Cold storage refers to keeping private keys on a device or medium that is not connected to the internet, such as a hardware wallet or paper printout.
Multisignature wallets require multiple parties to sign a transaction, which is used to enhance security, manage treasuries, or facilitate escrow services.
Financial institutions now face a difficult dilemma: accepting transactions that have touched self-custodial wallets risks potential sanctions violations, while declining them may disrupt legitimate business [1]. To mitigate these risks, the Office for Financial Sanctions Implementation (OFSI) suggests that institutions examine transaction histories for at least three to five hops or until they reach a verified service provider [1]. While the "Travel Rule" requires firms to confirm details about senders and receivers, it does not universally cover all jurisdictions or purely self-custodial arrangements [1].
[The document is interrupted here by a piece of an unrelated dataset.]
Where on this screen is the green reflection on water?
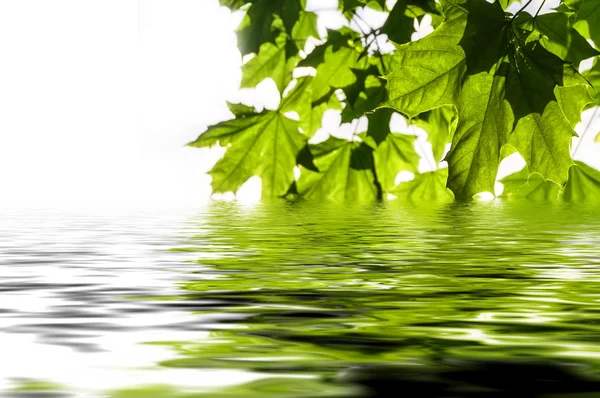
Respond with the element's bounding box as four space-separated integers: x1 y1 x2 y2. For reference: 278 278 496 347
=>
119 201 600 397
The tension between the openness of blockchain technology and the need for verifiable identity remains a central challenge for the financial sector. Because blockchain ledgers do not always provide reliable links to off-chain identities, institutions must increasingly rely on a combination of blockchain data and external intelligence [1]. Moving forward, the effectiveness of sanctions regimes will likely depend on the development of advanced analytical tools, better international regulatory harmonization, and the ability of firms to balance technological innovation with prudent risk management [1].
AI-assisted synthesis by the TrendWatcher Editorial Desk · sourced from 3 outlets · Jun 12, 2026 · How we report
Online wallets store credentials with a service provider, meaning users must trust the provider's security, as breaches can lead to the theft of assets.